O que eu quero comentar é um ponto que me causou um tremendo incômodo: em praticamente todas as fotos de mesas da conferência, lá estava ela, a indefectível, a onipresente garrafinha de água mineral.
Secretário-geral da ONU, Ban Ki-Moon |
Secretário geral da Rio+20 Sha-Zukang |
Ministro das Relações Internacionais, Alexandre Patriota, e Ministra do Meio Ambiente, Izabela Teixeira |
Luiz Alberto Figueiredo Machado, Negociador Chefe Brasileiro na Rio + 20, foto de Maria Elisa Franco. |
Claro que todos os participantes da conferência precisavam beber água. Mas precisava ser de garrafa PET? Por que não distribuir, juntamente com as ecobags, no momento do credenciamento dos delegados, um copo de uso individual e permanente, que não fosse virar lixo imediatamente após seu uso? Campeonatos de surf no mundo inteiro adotam esta prática. Como não se pensou em nada semelhante na Rio+20?
(Em algumas reuniões, se podia vislumbrar garrafas de vidro ou jarras de água, como na abertura oficial da conferência. O que impediu que esta prática fosse geral no evento? )

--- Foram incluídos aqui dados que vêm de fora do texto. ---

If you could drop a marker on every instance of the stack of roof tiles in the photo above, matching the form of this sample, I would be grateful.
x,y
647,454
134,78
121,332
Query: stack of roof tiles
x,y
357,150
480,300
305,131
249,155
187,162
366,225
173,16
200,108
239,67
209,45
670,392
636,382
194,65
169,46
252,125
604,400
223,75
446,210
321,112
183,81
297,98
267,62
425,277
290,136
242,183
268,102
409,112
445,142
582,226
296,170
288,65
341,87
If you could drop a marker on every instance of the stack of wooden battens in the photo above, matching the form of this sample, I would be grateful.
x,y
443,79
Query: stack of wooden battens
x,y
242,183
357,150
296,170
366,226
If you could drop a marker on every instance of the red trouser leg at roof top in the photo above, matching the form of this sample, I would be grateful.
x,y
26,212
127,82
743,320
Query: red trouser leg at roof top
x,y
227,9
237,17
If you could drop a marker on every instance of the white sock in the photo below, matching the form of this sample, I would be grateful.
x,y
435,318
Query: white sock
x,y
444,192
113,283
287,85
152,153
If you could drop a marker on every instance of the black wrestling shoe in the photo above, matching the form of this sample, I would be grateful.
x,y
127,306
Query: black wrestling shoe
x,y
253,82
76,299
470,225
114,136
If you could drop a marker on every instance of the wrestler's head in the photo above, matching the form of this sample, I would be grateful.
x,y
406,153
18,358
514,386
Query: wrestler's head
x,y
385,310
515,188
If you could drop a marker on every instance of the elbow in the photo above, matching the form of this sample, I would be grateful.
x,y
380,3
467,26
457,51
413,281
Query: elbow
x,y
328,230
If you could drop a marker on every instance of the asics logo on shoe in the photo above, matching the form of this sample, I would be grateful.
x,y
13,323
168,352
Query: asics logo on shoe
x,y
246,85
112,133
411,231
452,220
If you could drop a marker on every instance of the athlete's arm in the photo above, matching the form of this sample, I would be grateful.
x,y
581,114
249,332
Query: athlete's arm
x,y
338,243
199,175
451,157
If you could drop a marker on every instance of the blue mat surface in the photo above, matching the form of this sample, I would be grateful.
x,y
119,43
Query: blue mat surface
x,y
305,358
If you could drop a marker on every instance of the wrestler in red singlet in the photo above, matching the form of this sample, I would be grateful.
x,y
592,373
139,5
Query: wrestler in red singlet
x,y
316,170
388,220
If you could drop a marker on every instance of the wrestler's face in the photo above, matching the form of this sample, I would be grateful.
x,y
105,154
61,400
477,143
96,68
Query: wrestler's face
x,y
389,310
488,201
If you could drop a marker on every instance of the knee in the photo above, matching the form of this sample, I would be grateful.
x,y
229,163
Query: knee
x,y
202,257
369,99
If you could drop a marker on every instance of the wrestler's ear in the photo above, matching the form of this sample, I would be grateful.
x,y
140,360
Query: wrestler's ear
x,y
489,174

Claro que se pode contra-argumentar que seria muito deselegante cada membro das delegações com seu copinho na mão. Depende do ponto de vista e do que se considera elegância. Não é muito mais deselegante uma garrafa PET de água mineral, com tudo o que ela representa em termos de agressão ao meio ambiente, excesso de consumo, complexidade de tratamento dos resíduos sólidos produzidos pela ação do homem, mercantilização da água, um bem que deve ser comum a todos e vem se tornando uma mercadoria de alto valor internacional, etc, etc, etc?
Toda esta situação nos pontua o quanto a questão da sustentabilidade envolve, também, a mudança de comportamentos e prática culturais. Comportamentos que sem dúvida foram aprendidos ao longo do tempo - só pra ficar num exemplo, quando a ONU foi criada não se servia água em garrafas pet nas reuniões e assembleias... - e que parecem estar profundamente arraigados em nosso cotidiano, seja porque nos trouxeram comodidade, praticidade ou até mesmo por terem barateado o acesso da população a alguns produtos.
Sempre defendo que a sustentabilidade não pode ser uma tarefa jogada no colo do indivíduo, pois o consumo (ou o não-consumo) são apenas a ponta do processo que começa com o uso da matéria-prima e passa essencialmente pela produção. Não estou, portanto, me contradizendo, mas apenas mostrando como, quando precisamos pensar coletivamente, a questão comportamental parece escoar pelo ralo. Ou ficar retida na tampinha da garrafa de plástico. Será que a organização da Rio+20 dirá à sociedade quantas garrafas PET foram utilizadas durante a conferência? E qual o destino dos frascos depois da sua utilização?
Terão sido todos doados para a instalação feita durante a Rio +20 pelo artista Vik Muniz, curiosamente patrocinado por uma das empresas que mais produz resíduos em forma de PET?
Reciclar é a fase final da sequência de atividades recomendadas quando utilizamos objetos, de maneira a reduzir seu impacto no meio ambiente. A sequência inicia com reduzir, segue com reutilização e fecha com a reciclagem.
Curiosamente, quando damos tanta visibilidade à reciclagem, me soa como se nos sentíssemos desobrigados de cumprir as etapas anteriores, que provavelmente são aquelas que provocam a maior mudança tanto de mentalidade quanto de hábitos. Infelizmente, pelo que as fotos nos mostram, esta dificuldade também esteve presente na Rio+20.